In another startling revelation, President Musharraf in his book has apparently also said that CIA has secretly paid the Pakistan government millions of dollars for handing over hundreds of al-Qaida suspects to America. The US government has strict rules banning such reward payments to foreign powers involved in the war on terror. General Musharraf does not say how much the CIA gave in return for the 369 al-Qaida members that he ordered should be passed to the US.

India-Khan links

Musharraf made yet another claim that could make many in the Indian establishment very angry. He has claimed that India's uranium enrichment programme has connections with Pakistan's rogue nuclear scientist Dr A Q Khan. India's Department of Atomic Energy in its reaction said, "we developed our nuclear technology on the basis of indigenous research and development.

Musharraf has written in his memoirs:

In early 1999 I started seeing the first signs of some suspicious activities by Dr AQ Khan. I was concerned that Dr Khan might have been involved in illicit activities prior to March 2001, but I strongly believe that we have now ensured that he could not get away with anything more, and that once he was removed, the problem would stop. I was wrong. Khan carried out secret nuclear transfers to Libya, Iran, North Korea and other countries.

In September 2003 CIA Director George Tenet showed Musharraf a detailed blueprint of Pakistan's P-1 centrifuge that had been seized from Khan's nuclear network. Investigations revealed that AQ Khan had started his activities as far back as 1987 primarily with Iran. In 1994-95 Dr AQ Khan had ordered the manufacture of 200 P-1 centrifuges that had been discarded by Pakistan in the mid-80s.
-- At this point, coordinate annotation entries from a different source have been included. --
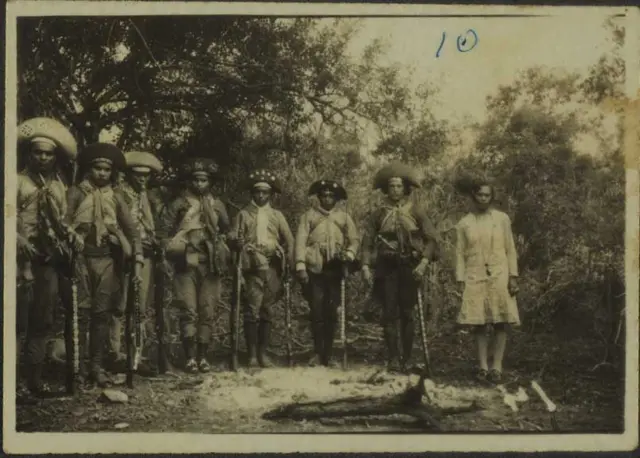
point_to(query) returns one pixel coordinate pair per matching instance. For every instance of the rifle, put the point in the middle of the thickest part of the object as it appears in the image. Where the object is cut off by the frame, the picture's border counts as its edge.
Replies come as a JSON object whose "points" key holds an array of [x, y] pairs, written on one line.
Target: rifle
{"points": [[158, 285], [343, 315], [423, 330], [72, 339], [287, 314], [133, 327]]}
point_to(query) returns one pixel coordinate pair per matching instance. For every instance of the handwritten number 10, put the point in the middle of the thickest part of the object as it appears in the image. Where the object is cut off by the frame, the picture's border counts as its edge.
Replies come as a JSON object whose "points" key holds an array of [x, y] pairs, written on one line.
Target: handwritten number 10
{"points": [[465, 42]]}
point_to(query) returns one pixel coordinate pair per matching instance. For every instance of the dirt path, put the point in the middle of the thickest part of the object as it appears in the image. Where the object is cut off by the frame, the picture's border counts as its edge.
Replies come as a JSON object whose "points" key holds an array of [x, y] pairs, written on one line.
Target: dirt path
{"points": [[226, 402]]}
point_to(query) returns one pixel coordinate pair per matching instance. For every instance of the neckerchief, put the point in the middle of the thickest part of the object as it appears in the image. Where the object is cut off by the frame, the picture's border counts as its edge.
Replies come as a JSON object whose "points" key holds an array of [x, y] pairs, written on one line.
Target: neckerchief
{"points": [[140, 209], [329, 239], [399, 220], [262, 223]]}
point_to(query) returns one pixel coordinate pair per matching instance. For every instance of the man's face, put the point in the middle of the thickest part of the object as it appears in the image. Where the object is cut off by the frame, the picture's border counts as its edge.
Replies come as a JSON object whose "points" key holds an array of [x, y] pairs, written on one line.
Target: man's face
{"points": [[261, 196], [327, 199], [139, 180], [396, 189], [43, 161], [482, 197], [200, 183], [100, 173]]}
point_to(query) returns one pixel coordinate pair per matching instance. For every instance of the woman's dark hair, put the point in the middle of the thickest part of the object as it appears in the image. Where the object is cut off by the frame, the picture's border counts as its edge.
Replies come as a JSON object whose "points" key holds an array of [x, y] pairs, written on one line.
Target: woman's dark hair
{"points": [[479, 184], [469, 185]]}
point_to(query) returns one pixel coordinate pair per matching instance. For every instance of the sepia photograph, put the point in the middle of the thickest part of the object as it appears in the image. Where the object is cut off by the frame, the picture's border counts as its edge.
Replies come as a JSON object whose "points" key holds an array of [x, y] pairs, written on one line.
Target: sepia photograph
{"points": [[320, 227]]}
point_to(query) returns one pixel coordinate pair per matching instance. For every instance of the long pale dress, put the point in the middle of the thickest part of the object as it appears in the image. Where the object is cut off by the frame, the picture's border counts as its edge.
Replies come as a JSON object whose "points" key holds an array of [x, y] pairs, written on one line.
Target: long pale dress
{"points": [[485, 258]]}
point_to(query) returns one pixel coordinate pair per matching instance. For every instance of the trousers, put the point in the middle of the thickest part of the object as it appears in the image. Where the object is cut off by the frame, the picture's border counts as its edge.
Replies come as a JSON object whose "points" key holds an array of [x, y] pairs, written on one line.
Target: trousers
{"points": [[197, 295], [263, 288], [117, 322]]}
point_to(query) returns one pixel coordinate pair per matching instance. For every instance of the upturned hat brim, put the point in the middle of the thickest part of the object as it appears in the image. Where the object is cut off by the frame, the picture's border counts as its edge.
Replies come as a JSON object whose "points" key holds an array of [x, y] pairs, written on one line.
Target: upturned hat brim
{"points": [[143, 159], [319, 186], [396, 170], [199, 164], [264, 176], [51, 129]]}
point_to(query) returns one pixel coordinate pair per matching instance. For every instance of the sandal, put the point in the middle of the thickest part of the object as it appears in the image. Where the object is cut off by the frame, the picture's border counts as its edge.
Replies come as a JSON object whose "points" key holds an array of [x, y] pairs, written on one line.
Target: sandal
{"points": [[495, 376], [482, 375]]}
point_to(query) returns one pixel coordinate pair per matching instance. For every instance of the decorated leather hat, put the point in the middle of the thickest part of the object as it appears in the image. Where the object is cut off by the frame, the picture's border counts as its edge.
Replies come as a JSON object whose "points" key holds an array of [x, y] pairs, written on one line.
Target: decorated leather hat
{"points": [[47, 130], [320, 186], [102, 152], [143, 161], [197, 165], [264, 178], [396, 170]]}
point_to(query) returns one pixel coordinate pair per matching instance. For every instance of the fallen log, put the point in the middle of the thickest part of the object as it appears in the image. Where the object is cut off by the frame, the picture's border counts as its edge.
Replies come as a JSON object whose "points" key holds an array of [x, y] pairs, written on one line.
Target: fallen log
{"points": [[410, 402]]}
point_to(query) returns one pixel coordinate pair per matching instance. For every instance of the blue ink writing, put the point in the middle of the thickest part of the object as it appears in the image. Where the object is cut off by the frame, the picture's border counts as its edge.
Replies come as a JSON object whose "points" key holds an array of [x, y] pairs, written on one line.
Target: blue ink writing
{"points": [[466, 44]]}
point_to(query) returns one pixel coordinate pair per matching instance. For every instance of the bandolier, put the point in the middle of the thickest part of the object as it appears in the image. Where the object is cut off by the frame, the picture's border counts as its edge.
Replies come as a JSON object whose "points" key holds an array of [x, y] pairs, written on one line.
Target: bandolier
{"points": [[399, 241], [140, 166], [195, 225], [45, 243], [99, 213], [326, 241], [264, 240]]}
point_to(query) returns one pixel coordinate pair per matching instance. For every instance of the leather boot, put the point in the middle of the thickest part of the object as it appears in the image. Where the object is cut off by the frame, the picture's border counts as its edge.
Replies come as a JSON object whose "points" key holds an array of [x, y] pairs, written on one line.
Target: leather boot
{"points": [[407, 343], [251, 337], [264, 333], [391, 340]]}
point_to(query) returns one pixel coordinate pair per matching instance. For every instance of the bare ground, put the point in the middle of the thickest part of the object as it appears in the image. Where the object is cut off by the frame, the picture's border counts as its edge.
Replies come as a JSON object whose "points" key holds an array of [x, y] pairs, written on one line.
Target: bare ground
{"points": [[226, 402]]}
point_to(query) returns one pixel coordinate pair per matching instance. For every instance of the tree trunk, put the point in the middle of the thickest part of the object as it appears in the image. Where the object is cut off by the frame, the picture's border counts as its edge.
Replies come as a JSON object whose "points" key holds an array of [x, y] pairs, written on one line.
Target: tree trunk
{"points": [[410, 403]]}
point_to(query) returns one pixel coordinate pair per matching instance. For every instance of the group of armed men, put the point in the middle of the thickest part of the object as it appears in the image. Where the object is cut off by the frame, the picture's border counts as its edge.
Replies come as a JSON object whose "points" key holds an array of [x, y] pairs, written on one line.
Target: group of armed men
{"points": [[97, 229]]}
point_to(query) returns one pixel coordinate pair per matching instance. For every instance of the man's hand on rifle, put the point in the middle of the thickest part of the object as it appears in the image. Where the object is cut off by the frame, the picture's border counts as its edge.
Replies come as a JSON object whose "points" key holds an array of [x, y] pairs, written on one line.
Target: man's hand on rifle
{"points": [[419, 271], [513, 286], [137, 270], [240, 242], [303, 276], [367, 276], [346, 256], [26, 248], [77, 242]]}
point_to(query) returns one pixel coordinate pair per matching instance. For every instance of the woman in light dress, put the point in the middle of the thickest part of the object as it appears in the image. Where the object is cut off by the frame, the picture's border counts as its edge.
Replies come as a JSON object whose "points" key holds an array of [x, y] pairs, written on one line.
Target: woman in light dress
{"points": [[487, 271]]}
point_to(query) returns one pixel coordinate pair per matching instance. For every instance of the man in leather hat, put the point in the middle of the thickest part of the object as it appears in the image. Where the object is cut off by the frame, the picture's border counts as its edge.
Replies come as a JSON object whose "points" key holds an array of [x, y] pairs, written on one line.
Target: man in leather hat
{"points": [[100, 214], [134, 186], [404, 241], [265, 243], [326, 239], [195, 224], [44, 243]]}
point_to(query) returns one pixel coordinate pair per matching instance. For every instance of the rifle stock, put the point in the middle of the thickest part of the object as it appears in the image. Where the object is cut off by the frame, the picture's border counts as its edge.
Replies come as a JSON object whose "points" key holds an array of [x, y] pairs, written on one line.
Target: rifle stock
{"points": [[159, 277], [235, 308], [287, 318], [343, 315], [132, 326]]}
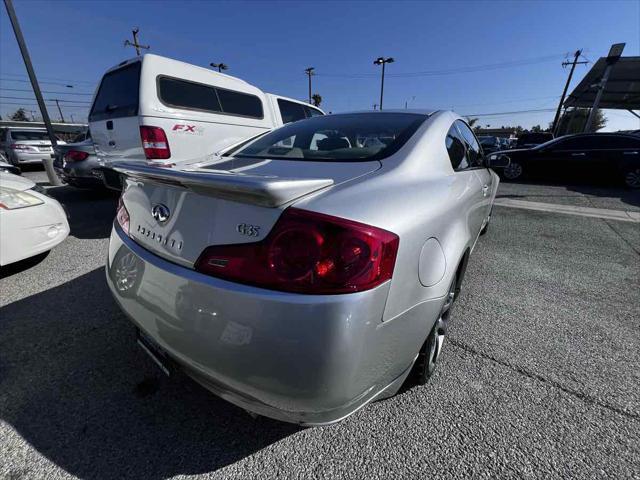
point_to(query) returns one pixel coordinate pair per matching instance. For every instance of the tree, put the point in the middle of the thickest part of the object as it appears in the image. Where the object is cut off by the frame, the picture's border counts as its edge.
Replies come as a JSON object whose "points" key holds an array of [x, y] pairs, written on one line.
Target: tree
{"points": [[19, 115], [574, 120]]}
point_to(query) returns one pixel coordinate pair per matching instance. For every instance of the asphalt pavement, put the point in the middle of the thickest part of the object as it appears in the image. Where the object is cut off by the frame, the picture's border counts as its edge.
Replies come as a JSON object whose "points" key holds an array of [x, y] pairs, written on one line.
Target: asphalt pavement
{"points": [[540, 375]]}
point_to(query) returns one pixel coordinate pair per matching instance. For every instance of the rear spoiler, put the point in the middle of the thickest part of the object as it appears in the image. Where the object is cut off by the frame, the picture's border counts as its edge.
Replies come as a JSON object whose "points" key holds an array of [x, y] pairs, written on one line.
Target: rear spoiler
{"points": [[267, 191]]}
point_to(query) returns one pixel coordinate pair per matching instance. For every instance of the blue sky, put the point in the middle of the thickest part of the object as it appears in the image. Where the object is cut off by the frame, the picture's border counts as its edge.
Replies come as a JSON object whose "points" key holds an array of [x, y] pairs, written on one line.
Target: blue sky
{"points": [[271, 43]]}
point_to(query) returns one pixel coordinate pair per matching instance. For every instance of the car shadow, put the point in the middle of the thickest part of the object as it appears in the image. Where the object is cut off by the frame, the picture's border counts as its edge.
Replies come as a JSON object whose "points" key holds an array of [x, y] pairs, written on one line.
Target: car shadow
{"points": [[90, 212], [75, 386], [590, 187]]}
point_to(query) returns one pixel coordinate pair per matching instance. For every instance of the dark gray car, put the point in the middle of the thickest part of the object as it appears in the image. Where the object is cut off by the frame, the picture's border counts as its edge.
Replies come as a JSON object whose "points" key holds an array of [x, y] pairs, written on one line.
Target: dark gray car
{"points": [[76, 163]]}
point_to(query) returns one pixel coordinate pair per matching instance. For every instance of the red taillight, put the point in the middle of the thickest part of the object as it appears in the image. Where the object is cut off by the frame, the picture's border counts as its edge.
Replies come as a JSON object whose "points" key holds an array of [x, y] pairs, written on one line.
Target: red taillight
{"points": [[308, 252], [154, 143], [122, 216], [19, 146], [75, 156]]}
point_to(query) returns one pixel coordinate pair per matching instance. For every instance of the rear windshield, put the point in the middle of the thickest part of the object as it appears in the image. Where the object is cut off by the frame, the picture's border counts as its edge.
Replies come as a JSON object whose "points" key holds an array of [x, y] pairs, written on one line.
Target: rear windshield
{"points": [[346, 137], [118, 94], [29, 135]]}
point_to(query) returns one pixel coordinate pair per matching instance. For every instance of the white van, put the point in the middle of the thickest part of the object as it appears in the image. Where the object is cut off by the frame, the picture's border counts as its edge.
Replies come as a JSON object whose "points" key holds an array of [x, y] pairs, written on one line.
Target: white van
{"points": [[166, 112]]}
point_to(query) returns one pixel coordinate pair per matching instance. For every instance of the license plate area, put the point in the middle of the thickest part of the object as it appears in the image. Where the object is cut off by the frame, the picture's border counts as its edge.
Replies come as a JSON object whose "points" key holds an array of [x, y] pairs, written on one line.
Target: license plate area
{"points": [[156, 352]]}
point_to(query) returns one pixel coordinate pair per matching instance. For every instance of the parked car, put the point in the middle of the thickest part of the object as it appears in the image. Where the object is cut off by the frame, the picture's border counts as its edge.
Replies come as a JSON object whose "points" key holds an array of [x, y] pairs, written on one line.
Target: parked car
{"points": [[7, 167], [595, 155], [531, 139], [25, 145], [303, 275], [490, 144], [163, 111], [30, 222], [76, 163]]}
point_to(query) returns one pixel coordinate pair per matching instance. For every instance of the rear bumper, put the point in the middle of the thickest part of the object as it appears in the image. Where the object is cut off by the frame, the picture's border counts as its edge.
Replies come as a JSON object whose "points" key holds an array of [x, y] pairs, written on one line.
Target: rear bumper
{"points": [[306, 359], [30, 157]]}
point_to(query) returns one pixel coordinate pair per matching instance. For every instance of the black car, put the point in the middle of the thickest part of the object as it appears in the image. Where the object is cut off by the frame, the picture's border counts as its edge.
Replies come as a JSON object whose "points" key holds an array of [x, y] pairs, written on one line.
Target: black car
{"points": [[592, 155]]}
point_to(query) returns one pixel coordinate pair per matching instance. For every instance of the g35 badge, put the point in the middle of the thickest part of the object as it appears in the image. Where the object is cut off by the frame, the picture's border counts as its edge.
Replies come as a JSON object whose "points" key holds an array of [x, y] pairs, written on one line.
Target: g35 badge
{"points": [[249, 230]]}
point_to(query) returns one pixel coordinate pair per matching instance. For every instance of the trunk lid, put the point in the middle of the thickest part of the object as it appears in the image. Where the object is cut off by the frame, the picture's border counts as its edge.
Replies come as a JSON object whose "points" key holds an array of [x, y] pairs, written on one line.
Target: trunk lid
{"points": [[178, 213]]}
These had been dispatched to Dubai for onward distribution. Dr Khan was running a very personalized underground network of technology transfers around the world with his base in Dubai. The irony is that the Dubai-based network had employed several Indians, some of whom have since vanished. There is strong probability that the genesis of the Indian uranium enrichment programme may also have its roots in the Dubai-based network and could be a copy of the Pakistani centrifuge design. This has also been recently alluded to by an eminent US non-proliferation analyst.

The chapter on nuclear proliferation describes in detail how Khan built his nuclear proliferation network with bases in Dubai and Europe - from 1975 when he first offered his services to Pakistan till March 2001 when he retired as chairman of Khan Research Laboratories. Accusations that India's nuclear programme was based on Pakistan's could very well have ramifications on the Indo-Pak peace process, if included in the published version of Musharraf's memoirs."